Een nieuw artikel 9a Wijziging betekenis begrippen, wordt ingevoegd vanwege het nieuwe begrip "gezin" dat verband houdt met de invoering van de huishoudinkomentoets. De gezinsnorm vervangt de gehuwdennorm in de Wwb 2012. Hierdoor wordt niet langer uitgegaan van het inkomen van gehuwde partners, maar van het inkomen van het gezin, bestaande uit twee of meer meerderjarige personen met de eventueel tot hun last komende kinderen. Met andere woorden, de kring van rechthebbenden wordt verkleind en de grondslag voor het recht op bijstand wordt verruimd tot alle gezinsleden die hun hoofdverblijf hebben in dezelfde woning.
D.
Een nieuw artikel 9b Wijziging verwijzing, wordt ingevoegd in verband met vernummering van de Wwb.

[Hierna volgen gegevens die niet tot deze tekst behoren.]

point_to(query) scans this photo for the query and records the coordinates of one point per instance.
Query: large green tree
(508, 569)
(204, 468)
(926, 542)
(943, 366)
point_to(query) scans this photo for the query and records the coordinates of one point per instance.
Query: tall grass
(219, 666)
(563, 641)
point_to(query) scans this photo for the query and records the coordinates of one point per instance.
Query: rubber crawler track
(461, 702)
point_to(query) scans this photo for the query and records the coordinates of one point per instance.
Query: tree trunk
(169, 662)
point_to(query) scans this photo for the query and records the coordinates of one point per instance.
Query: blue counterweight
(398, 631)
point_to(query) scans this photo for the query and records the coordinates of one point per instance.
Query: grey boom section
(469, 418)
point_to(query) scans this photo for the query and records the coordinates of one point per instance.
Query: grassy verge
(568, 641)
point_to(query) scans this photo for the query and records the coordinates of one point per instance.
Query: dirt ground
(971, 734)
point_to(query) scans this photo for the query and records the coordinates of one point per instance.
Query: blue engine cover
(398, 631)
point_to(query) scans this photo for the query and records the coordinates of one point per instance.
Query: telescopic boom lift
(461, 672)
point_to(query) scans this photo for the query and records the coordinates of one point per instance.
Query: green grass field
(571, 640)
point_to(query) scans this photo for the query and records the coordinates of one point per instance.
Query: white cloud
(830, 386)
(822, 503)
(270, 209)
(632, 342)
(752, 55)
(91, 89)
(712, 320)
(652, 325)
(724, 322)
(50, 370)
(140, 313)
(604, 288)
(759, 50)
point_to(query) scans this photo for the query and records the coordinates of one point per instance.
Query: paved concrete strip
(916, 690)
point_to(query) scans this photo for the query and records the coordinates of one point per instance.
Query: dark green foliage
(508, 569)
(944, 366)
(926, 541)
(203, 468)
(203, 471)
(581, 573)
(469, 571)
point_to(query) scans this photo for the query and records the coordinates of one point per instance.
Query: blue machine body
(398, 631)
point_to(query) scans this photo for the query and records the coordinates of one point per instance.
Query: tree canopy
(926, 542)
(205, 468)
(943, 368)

3. Wijziging Verordening langdurigheidstoeslag Wet werk en bijstand gemeente Stadskanaal A1. Door invoeging van lid 1, wordt in de verordening verwezen naar de Wet werk en bijstand. Hierdoor wordt mogelijke verwarring dan wel inconsistentie met de wet voorkomen en wordt daardoor tevens aangesloten bij gewijzigde begripsomschrijving van de begrippen "gezin", "alleenstaande" en "alleenstaande ouder" na inwerkingtreding van de Wwb 2012. A2. De verwijderde begrippen omschreven in de volgende onderdelen, zijn bepaald in de Wet werk en bijstand: In deze verordening wordt verstaan onder: e. bijstandsnorm: de norm bedoeld in artikel 5, onderdeel c van de wet; h. vermogen: vermogen overeenkomstig artikel 34 van de wet. 3
B.
Een nieuw artikel 1a Wijziging betekenis begrippen, wordt ingevoegd vanwege het nieuwe begrip "gezin" wat het begrip "gehuwden" vervangt. De begripswijziging in de Wwb houdt verband met de invoering van de huishoudinkomentoets.
C.
Artikel 3, tweede lid, wordt gewijzigd in verband met de door de wetgever geïntroduceerde maximale inkomensgrens voor het recht op categoriale bijzondere bijstand, zoals de langdurigheidstoeslag, van 110% van het sociaal minimum. Daarboven bestaat geen recht meer op categoriale bijzondere bijstand.